DFE: How to Adjust How often DFE's are triggered

#1

I understand that a DFE will be kicked off whenever the underlying data changes via a data load or change in the environment.

I have two scenarios I want to evaluate:
Scenario 1:
I want to state that I only want to trigger DFE’s at a maximum frequency of 2 hours, so that all data changes in a 2 hour period are batched together upon analytic evaluation.

I see a ‘frequency’ field on the c3ShowType(“Ext.DFE”) (the @DFE annotation):

Is this field referring to the frequency that the analytic will be triggered?

Or is there another setting at the TenantConfig or environment level that controls the frequency that DFEs (and therefore Analytics) are invalidated?

Scenario 2:
I have data streaming in every two hours into the environment, and it appears that the analytics/DFE’s are only getting evaluated once per day.

How do I check the set points of the frequency of the DFE evaluation?

1 Like
#2

A few things to look at:

  1. Check out the InvalidationQueues, Analytics are processed Asyncronously in the queues, so if the queues are busy with other jobs, it could delay the resolution of the analytics.

  2. Is the Analytic Result actually being persisted by the analytic?

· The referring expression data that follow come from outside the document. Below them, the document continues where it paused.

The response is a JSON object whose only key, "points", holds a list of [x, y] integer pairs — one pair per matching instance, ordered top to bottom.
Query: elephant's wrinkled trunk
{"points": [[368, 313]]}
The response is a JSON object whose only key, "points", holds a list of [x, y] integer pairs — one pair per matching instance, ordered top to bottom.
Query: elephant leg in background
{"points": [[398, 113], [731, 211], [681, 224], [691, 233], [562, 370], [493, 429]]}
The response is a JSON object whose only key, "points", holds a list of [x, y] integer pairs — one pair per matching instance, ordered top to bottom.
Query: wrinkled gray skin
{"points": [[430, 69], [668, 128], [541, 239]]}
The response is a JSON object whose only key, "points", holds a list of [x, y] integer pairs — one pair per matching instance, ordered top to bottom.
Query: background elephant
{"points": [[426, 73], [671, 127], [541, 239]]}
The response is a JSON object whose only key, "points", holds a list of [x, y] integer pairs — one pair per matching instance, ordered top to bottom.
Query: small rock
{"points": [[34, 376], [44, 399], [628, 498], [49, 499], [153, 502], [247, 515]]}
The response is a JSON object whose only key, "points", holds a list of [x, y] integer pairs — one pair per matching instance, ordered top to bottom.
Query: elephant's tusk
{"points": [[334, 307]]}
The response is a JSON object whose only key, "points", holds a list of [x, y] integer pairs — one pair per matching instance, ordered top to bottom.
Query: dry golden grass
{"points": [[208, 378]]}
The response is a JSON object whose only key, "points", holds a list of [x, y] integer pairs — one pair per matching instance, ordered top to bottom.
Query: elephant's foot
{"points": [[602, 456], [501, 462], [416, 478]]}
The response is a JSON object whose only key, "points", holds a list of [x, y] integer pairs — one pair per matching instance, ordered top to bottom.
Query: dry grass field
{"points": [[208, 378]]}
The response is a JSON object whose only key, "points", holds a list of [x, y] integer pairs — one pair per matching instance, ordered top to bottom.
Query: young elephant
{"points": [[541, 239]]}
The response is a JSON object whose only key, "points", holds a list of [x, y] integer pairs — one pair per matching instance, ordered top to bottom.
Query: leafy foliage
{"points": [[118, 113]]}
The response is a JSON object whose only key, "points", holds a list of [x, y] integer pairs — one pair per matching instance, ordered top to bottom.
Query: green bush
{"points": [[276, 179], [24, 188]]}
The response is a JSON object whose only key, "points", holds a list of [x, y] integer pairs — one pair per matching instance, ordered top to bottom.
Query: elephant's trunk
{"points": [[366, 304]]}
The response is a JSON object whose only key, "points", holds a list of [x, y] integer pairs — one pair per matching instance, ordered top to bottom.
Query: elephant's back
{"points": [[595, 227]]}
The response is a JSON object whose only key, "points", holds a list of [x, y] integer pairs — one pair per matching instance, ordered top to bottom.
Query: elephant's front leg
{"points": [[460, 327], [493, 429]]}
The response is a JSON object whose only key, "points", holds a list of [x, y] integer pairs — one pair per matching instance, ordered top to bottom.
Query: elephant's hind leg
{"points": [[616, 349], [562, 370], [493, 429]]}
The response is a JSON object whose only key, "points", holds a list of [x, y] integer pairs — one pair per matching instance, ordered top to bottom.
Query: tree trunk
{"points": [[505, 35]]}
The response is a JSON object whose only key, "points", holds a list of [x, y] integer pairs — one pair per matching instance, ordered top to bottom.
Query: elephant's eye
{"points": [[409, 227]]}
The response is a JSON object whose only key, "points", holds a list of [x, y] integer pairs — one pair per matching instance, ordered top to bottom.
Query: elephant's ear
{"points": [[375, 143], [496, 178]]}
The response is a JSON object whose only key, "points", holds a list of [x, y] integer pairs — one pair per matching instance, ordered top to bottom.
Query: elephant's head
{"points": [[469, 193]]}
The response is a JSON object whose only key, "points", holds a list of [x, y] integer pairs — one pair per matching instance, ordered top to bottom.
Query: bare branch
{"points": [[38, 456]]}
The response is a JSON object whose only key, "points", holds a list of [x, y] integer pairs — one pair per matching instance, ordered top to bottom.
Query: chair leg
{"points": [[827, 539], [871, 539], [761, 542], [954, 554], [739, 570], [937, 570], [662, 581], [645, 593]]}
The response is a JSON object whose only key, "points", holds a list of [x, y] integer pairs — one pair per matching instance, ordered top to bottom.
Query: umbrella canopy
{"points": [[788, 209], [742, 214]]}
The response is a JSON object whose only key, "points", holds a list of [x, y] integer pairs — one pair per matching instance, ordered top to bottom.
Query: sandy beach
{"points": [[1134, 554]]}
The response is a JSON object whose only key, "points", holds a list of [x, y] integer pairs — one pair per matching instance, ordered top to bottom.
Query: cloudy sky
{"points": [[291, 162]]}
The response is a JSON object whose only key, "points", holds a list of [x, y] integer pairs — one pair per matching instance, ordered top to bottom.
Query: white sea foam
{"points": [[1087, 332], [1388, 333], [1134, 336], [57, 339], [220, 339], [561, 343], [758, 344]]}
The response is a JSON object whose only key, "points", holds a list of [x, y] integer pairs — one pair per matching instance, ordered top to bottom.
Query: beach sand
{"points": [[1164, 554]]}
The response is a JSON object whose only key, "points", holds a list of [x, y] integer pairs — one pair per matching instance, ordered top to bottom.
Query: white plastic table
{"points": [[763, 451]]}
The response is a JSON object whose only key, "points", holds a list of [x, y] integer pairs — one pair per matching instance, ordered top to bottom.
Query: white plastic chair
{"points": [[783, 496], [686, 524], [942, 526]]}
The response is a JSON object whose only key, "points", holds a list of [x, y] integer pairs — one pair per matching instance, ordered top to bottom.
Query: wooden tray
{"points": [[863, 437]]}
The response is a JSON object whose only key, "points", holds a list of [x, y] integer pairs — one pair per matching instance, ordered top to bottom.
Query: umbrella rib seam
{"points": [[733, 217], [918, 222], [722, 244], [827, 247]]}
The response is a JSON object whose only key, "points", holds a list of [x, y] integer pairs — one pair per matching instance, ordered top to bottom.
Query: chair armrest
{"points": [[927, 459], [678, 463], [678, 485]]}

Or is there another process in the code base (like a CronJob) that takes the analytic result and generates the result that is expected–Essentially, make sure you’re looking at the right “expected” result.

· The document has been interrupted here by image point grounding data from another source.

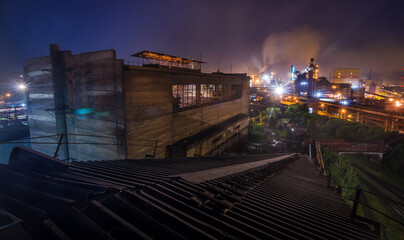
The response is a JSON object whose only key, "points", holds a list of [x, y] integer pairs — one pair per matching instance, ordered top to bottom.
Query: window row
{"points": [[192, 95]]}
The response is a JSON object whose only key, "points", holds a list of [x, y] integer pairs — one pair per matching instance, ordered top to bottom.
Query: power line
{"points": [[87, 143]]}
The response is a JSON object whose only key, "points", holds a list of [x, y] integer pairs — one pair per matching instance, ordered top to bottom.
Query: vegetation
{"points": [[395, 159], [341, 172]]}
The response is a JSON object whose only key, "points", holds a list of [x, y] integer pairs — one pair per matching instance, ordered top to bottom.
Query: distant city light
{"points": [[265, 77]]}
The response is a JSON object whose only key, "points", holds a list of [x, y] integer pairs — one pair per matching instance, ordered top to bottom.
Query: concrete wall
{"points": [[81, 96], [41, 105], [95, 106], [149, 109], [122, 110]]}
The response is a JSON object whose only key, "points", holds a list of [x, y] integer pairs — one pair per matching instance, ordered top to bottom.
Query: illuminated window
{"points": [[235, 91], [223, 92], [208, 93], [183, 96]]}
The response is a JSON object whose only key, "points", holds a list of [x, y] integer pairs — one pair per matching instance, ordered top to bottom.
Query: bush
{"points": [[256, 133], [395, 159], [342, 174]]}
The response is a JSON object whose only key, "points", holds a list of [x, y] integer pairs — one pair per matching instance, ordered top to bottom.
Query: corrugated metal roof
{"points": [[148, 199]]}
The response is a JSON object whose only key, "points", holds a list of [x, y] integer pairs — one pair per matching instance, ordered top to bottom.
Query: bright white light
{"points": [[21, 86], [279, 90]]}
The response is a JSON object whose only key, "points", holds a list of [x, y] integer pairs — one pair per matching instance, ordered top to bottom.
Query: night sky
{"points": [[249, 35]]}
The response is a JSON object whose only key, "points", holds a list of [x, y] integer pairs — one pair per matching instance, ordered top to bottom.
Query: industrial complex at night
{"points": [[201, 120]]}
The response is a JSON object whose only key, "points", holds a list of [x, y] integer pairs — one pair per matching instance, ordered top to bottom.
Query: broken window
{"points": [[208, 93], [183, 96]]}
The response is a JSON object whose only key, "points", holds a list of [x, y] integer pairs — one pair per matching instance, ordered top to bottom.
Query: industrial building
{"points": [[347, 75], [93, 106]]}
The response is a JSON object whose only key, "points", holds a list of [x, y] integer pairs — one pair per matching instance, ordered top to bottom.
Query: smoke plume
{"points": [[296, 47]]}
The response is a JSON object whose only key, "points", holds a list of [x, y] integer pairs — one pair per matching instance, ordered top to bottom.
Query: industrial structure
{"points": [[97, 107]]}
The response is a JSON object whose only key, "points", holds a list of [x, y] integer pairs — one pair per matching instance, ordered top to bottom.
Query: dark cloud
{"points": [[226, 32]]}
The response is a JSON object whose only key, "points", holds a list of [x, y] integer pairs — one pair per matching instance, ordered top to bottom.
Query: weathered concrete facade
{"points": [[108, 110]]}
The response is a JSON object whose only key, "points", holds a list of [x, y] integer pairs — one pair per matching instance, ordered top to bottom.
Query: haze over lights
{"points": [[21, 86], [279, 90]]}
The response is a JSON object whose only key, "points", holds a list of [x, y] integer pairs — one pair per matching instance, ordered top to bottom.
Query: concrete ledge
{"points": [[31, 160], [210, 174]]}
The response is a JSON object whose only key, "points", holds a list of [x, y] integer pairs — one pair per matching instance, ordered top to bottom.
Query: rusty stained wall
{"points": [[41, 105], [95, 106], [149, 108], [235, 135]]}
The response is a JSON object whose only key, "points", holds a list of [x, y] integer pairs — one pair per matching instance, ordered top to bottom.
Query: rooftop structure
{"points": [[168, 60], [347, 75]]}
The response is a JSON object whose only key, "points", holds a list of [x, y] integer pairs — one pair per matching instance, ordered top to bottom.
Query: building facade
{"points": [[98, 108]]}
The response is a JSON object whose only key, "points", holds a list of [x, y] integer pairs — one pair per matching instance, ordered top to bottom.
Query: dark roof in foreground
{"points": [[255, 197]]}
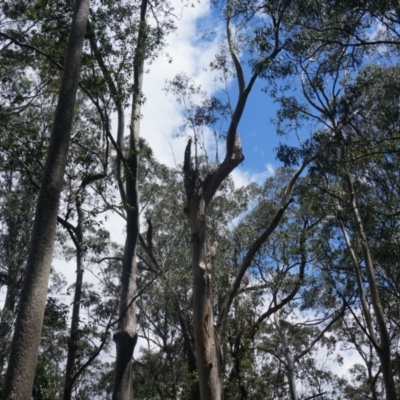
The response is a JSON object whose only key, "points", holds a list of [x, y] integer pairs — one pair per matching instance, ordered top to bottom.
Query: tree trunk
{"points": [[74, 334], [126, 336], [207, 347], [383, 349], [290, 362], [22, 363]]}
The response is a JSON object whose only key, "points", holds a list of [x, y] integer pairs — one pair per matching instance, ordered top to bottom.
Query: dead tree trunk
{"points": [[22, 363]]}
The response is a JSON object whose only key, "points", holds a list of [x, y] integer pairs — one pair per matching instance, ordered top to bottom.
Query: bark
{"points": [[74, 333], [126, 335], [206, 343], [384, 346], [289, 359], [21, 368]]}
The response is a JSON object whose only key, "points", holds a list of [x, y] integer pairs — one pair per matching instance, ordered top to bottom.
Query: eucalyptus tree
{"points": [[264, 34], [146, 41], [359, 119], [21, 365]]}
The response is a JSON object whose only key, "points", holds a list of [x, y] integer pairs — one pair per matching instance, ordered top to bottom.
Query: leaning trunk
{"points": [[74, 334], [126, 336], [207, 347], [384, 347], [22, 363]]}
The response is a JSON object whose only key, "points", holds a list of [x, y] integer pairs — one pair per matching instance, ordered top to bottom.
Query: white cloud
{"points": [[162, 115], [242, 177]]}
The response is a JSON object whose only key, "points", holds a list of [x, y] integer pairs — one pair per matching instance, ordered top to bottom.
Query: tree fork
{"points": [[23, 357]]}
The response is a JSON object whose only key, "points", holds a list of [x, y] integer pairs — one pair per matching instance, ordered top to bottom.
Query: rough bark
{"points": [[74, 333], [126, 335], [383, 348], [21, 368]]}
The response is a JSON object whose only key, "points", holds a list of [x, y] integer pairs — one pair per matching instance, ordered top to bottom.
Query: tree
{"points": [[22, 362]]}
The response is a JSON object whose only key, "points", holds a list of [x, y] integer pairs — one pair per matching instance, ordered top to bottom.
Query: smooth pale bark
{"points": [[199, 193], [74, 332], [126, 335], [206, 343], [383, 349], [23, 357]]}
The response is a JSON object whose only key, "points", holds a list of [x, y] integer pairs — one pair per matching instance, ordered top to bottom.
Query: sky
{"points": [[162, 116]]}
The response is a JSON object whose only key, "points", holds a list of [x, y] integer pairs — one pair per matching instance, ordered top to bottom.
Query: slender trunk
{"points": [[7, 317], [74, 333], [126, 336], [384, 347], [207, 348], [290, 362], [22, 363], [290, 374]]}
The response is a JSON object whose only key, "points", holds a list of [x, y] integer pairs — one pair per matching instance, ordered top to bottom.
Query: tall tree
{"points": [[21, 367]]}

  3. What is the actual arrival frequency of the data. Double-check that the data is arriving when you think it is arriving.

  4. Once you check the top 3 bullets: (the queues are relatively empty, you properly understand the analytic result, and the data is definitely arriving at your expected frequency): Fire the Analytic manually for a subset of the entities and see if you get results persisted as you expect. If you get the results that you expect with this manual firing, now we can talk about Analytic/DFE trigger frequency. If not, then follow the standard Analytic debugging steps.

  5. Guidance on how to configure the frequency of the DFE triggering is still needed.

#3

@ColumbusL

Today the analytics are fired (entered in the queues) every time data change happens. The frequency at which analytics are invoked is disabled and an obsolete feature. The overhead of storing analytic per source per execution is too high and hence the feature is deprecated.

So to summarize, the analytic will be invoked everytime the data change happens and the application code can do its on state management to decide whether they want to do anything in the process function as it stands today. -> This should answer both scenario1 and scenario2

#4

Let’s suppose we get new data every minute. If we don’t want to trigger DFEs all the time is it possible to trigger only once a day for example?

#5

@romain.juban then in your case it would better to write a CronJob as you don’t care if data comes or not!

#6

@bachr That would theoretically work, but would be inefficient. We don’t want to run a job on ‘everything’ we just want to run a job every x minutes/hours on instances where the data did change. So essentially a CronAnalytic kind of a thing.

#7

Can you have a pipeline stage where you create batches with events that arrive in 2-hour windows, then put them into the next queue every 2 hours? Then the Analytic listens to that next queue.